Für Erika und Karl Heinz begann alles mit einer zufälligen Begegnung in einem Dorf nahe der Grenze. Am Mittwoch sind sind sie 65 Jahre verheiratet. Was sie alles erlebt haben.

Von Phillip Kampert 22.02.2022, 11:00
Erika und Karl Heinz haben kurz nach ihrem 18. Geburtstag geheiratet.
Erika und Karl Heinz haben kurz nach ihrem 18. Geburtstag geheiratet. Foto: Silvio Kison

Halle (Saale)/MZ - Von Phillip Kampert Halle/MZ - Ein 18-jähriger Grenzpolizist und eine Schülerin begegnen sich zufällig im Dorf Branderode (Landkreis Nordhausen). Sie wohnte in dem kleinen Ort, er war im nahen Obersachswerfen eingesetzt. „Da lief ein junges Mädel rum, da habe ich sie angesprochen“, erzählt Karl Heinz Brückner, der sich noch an die langen Zöpfe erinnert. „Es war Liebe auf den ersten Blick“, ergänzt seine Frau Erika. Diese Begegnung 1954 war der Anfang des gemeinsamen Lebens von Karl Heinz und Erika Brückner. Am kommenden Mittwoch ist ihre Eiserne Hochzeit, also das 65. Jubiläum ihres Ja-Worts.

Vorstellung am Gartenzaun

Aber der Reihe nach: Einige Zeit, nachdem Karl Heinz den ersten Schritt gemacht hatte, wurde aus der Bekanntschaft eine Beziehung. „Pfingsten stand er vorm Gartenzaun“, erzählt Erika Brückner. Indem er vor der Verwandtschaft auftauchte, wurde es offiziell.

Über die Grenze

Im folgenden Jahr fassten die beiden einen großen Entschluss. Wegen des schwierigen Arbeitsmarkts in der DDR wollten sie in die BRD. Ihre Hoffnungen hielten aber nicht lange. Als Neuankömmlinge aus der DDR wurden sie in Einrichtungen gesteckt. Karl Heinz Brückner durchlebte als ehemaliger Grenzer rigorose Befragungen. Sie landeten in Uelzen (Niedersachsen) - „Die Zustände waren untragbar“, sagt Erika Brückner. Auch nach all den Jahren bewegt sie die Erinnerung an Uelzen zutiefst.

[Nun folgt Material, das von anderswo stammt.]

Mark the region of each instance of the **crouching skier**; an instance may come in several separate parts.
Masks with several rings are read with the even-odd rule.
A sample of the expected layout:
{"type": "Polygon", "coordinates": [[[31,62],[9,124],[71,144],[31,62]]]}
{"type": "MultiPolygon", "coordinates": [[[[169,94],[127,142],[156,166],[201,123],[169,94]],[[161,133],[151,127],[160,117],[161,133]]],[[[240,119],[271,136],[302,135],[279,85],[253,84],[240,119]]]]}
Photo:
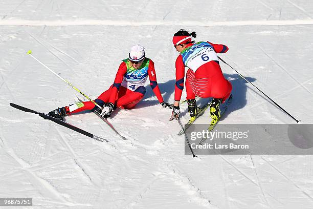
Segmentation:
{"type": "Polygon", "coordinates": [[[197,107],[195,96],[202,98],[213,97],[210,105],[211,117],[217,120],[220,116],[219,106],[230,95],[232,85],[224,77],[217,53],[225,53],[228,48],[221,44],[209,41],[195,43],[191,40],[196,33],[189,33],[180,30],[174,34],[173,44],[180,55],[176,59],[175,101],[170,120],[180,115],[179,102],[184,89],[185,68],[187,72],[186,90],[190,117],[195,117],[201,109],[197,107]]]}
{"type": "Polygon", "coordinates": [[[156,82],[154,64],[145,57],[144,48],[140,45],[133,46],[128,55],[129,57],[123,60],[120,65],[113,85],[95,100],[103,107],[102,110],[89,101],[58,108],[48,115],[63,120],[65,115],[90,110],[98,111],[106,118],[118,108],[131,109],[143,98],[146,93],[144,85],[148,76],[151,88],[160,104],[164,108],[171,108],[169,103],[163,100],[156,82]]]}

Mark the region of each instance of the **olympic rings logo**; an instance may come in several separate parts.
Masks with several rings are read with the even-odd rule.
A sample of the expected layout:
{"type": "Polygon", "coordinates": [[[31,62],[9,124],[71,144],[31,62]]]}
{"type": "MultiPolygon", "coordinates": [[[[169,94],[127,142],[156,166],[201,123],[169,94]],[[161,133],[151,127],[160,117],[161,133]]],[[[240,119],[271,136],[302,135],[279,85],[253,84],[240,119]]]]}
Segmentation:
{"type": "Polygon", "coordinates": [[[140,70],[132,71],[130,73],[127,73],[127,75],[129,78],[141,78],[144,76],[146,75],[147,70],[145,68],[142,68],[140,70]]]}

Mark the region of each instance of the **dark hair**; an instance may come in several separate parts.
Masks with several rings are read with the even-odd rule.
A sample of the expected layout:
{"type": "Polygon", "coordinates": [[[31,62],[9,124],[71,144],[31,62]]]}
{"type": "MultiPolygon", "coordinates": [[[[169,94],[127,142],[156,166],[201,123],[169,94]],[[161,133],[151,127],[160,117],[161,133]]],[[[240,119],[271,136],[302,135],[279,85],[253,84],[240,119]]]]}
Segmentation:
{"type": "MultiPolygon", "coordinates": [[[[196,37],[197,37],[197,34],[195,32],[193,31],[193,32],[189,33],[188,31],[186,31],[184,29],[180,30],[179,31],[175,33],[175,34],[174,34],[174,36],[187,36],[187,35],[192,36],[194,38],[195,38],[196,37]]],[[[195,41],[188,41],[185,44],[190,44],[190,43],[194,44],[195,41]]]]}

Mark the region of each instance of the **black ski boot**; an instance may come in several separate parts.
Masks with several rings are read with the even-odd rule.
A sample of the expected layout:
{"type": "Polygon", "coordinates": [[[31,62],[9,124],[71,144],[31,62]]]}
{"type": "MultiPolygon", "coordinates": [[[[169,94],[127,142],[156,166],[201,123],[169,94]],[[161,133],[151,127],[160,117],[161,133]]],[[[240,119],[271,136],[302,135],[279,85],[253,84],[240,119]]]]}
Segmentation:
{"type": "Polygon", "coordinates": [[[217,120],[220,117],[219,106],[222,101],[222,99],[213,98],[210,104],[210,112],[211,118],[213,120],[217,120]]]}
{"type": "MultiPolygon", "coordinates": [[[[70,112],[69,110],[66,111],[66,108],[65,107],[63,107],[61,108],[58,108],[58,109],[50,112],[48,115],[56,118],[56,119],[58,119],[59,120],[63,120],[63,117],[66,115],[66,114],[70,112]]],[[[68,107],[67,108],[68,110],[69,107],[68,107]]]]}
{"type": "Polygon", "coordinates": [[[197,107],[195,99],[187,99],[188,104],[188,113],[191,117],[194,117],[196,115],[201,111],[201,108],[197,107]]]}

Nach nur 14 Tagen kehrten die beiden in die DDR zurück: Sie nach Branderode, er in seine Geburtsstadt Halle. Wegen des Rendezvous mit der BRD bekam Karl Heinz Brückner eine „Sperre“, wie er es nennt, verordnet: Er durfte Halle ein paar Monate nicht verlassen. Mit seiner Liebsten 100 Kilometer weit entfernt hielt er sich natürlich nicht daran. Mit dem Moped fuhr er an Wochenenden durch den Wald, um ungesehen zu Erika zu gelangen. Im Jahr nach ihrer Rückkehr bekamen die beiden ihre erste von vier Töchtern, Christina. 1957 schließlich heirateten sie und zogen nach Halle.

Zwei Leben voll Arbeit

Die Brückners sind harte Arbeiter. Karl Heinz war als Farbtaucher im Fahrzeugbau angestellt. Er tauchte Karosserieteile in Farbtanks. „Das war sehr schwere Arbeit“, erinnert er sich. Gerade die großen Fahrzeugböden waren schwierig aufzuhängen und zu handhaben. Auch Erika Brückner hatte mit Autos zu tun. Nach Stationen beim Waggonbau und in einer Näherei landete sie beim Industrieverband Fahrzeugbau (IFA), arbeitete in einem Werk in Halle an Wartburgs.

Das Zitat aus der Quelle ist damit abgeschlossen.